Iptool How to use

first, set the bag option

1, choose a good catch packet network card, left there are some other bag conditions to choose from, if the selected network card does not support the miscellaneous receive feature, the system prompts the appropriate information, and when this occurs, you will not be able to obtain a packet that is not related to this network card, in other words, you cannot get the communication packets between the other computers, so it is recommended that you replace the network card. "Miscellaneous receive" network cards are not supported, mostly as part of the wireless network card and a few dedicated server/notebook network adapters.

2. Protocol filtering

Typically, this is not a choice unless you are familiar with the protocol type.

3, set the bag buffer

The size of the trap buffer is 1M, if you want to track the size of the network, you can appropriately adjust the value; In addition, if the tracking host CPU processing capacity is not enough, you need to increase the buffer, otherwise, the situation may be lost packet.

4, IP filter

IP filter can set the IP address that wants to catch a package or set to exclude the IP address and so on information.

5. Port Filtration

Port filter filter can set the port that want to catch the package or set to exclude filtering port and so on information.

　　Second, the experience of "capture package analysis"

1, set the bag filter

Here the filter and "Tracking task" filter settings are separate, please do not confuse, the optional content of more.
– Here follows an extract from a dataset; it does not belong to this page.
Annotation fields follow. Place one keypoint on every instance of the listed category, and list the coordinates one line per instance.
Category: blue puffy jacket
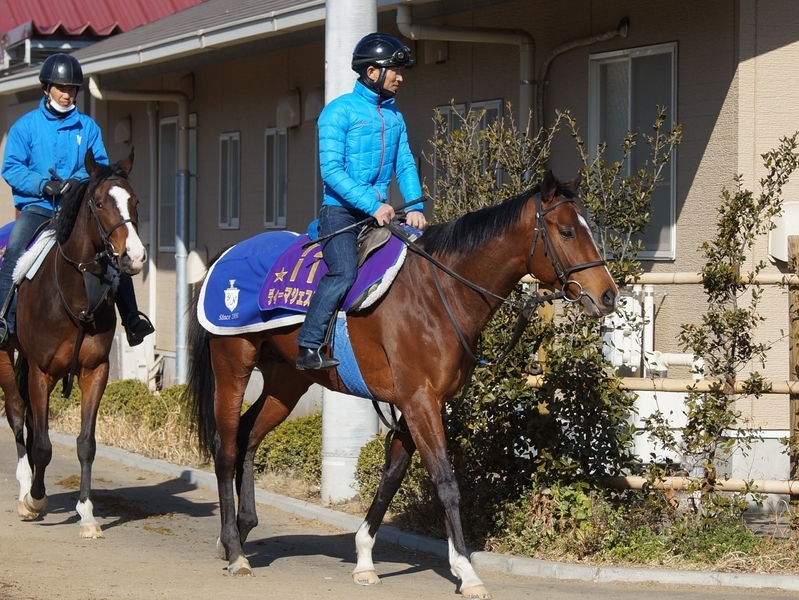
(362, 143)
(40, 141)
Click the "Filter" button.

The most complex of these options is the "Data Block matching" section, which will appear in the section below, where you only need to configure the correct network adapter, and the other options do not have any settings.

2, start the capture, click the "Start" button.
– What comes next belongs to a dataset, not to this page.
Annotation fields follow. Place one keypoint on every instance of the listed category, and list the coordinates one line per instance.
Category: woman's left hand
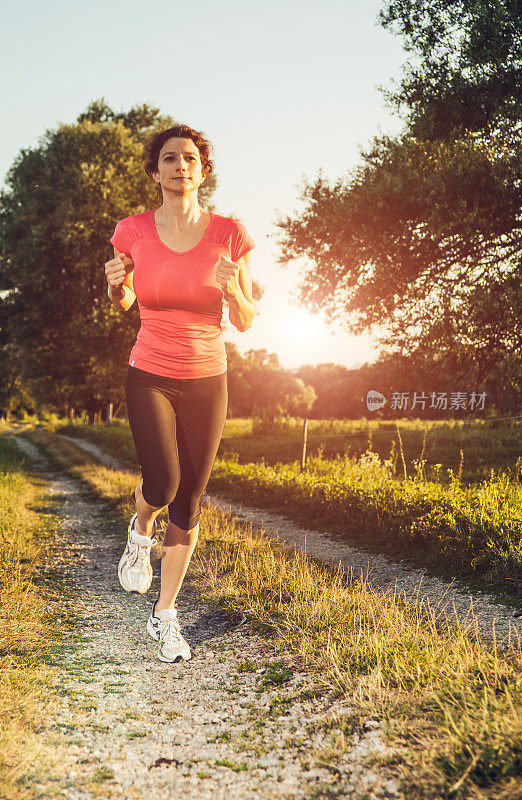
(227, 276)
With these steps, you can basically experience the most basic features of the product.

　　Third, IP packet playback

The purpose of IP packet playback is to:

1, to help understand the original packet communication geographical distribution.

2, through the IP packet playback to the network card, simulation of the original IP packet transmission on the Internet, but also for the same kind of capture package software acquisition analysis.
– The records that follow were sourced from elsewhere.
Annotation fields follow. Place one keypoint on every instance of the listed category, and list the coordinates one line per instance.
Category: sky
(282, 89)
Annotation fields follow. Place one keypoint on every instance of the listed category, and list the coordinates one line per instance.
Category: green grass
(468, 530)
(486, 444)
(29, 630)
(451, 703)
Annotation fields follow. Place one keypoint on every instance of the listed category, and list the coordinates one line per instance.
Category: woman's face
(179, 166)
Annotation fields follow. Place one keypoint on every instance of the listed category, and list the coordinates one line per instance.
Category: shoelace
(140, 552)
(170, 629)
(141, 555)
　　Iv. Analysis of communication protocols

Catch Bag Preparation

Capture Analysis Toolbar:

Before starting the bag, the user needs to filter the settings, including the following options:

Select Network card

If you have more than one network card, you need to select the network card that catches the desired data.

Protocol filtering

For the Internet Communications Section, the common IP packet types are: tcp/udp/icmp. The vast majority of TCP connections, such as HTTP (s)/smtp/pop3/ftp/telnet, and so on, part of the chat software in addition to the use of TCP communication methods, but also used the transmission of UDP, such as Qq/skype; The common ICMP packets are generated by a customer ping. The Setup interface is as follows:

IP filtering

"IP Filtering" is the most common use of packet filtering, IP matching is mainly divided into two categories: one is not with the direction of communication, pure is the scope of the match, such as the "from:to" type in the above, the other is a one-to-one matching with the direction of communication, such as the "<->" type, not only match the IP address, Also matches the direction of the source IP and destination IP of the communication.

Port filtering

Port filtering is only for two types of DOD-IP packages: TCP/UDP.

Data area Size

The "Data area Size" match is for all DOD-IP type packages, but it should be explained that the IP data area of the TCP/UDP is calculated at the actual data area location, while the other types use the part immediately following the IP header as the data area.

　　V. Data block Matching

"Data block matching" is more complex, but it is very useful, and the Setup interface is as follows:

Here, users can enter text, you can enter binary, you can select a specific location of the match, you can choose any location matching, in short, this setting is very flexible and easy to use.

End condition

The following figure, by default, automatically stops when a captured packet takes up more than 10M of space.

Ending at a point in time means the deadline for a bag to be caught.

　　Vi. Analysis of Capture kits

After the user presses the Start button to start the Capture function, the list box automatically displays the eligible packets with simple parsing. Right click on the content, pop-up the following picture of the menu:

Select "Analyze" to show the following screen:

In the illustration above, the left and the lower-right sections are the results of the analysis, and the upper right is the original binary, and when you select an item on the left, the color block on the right binary area corresponds to its one by one.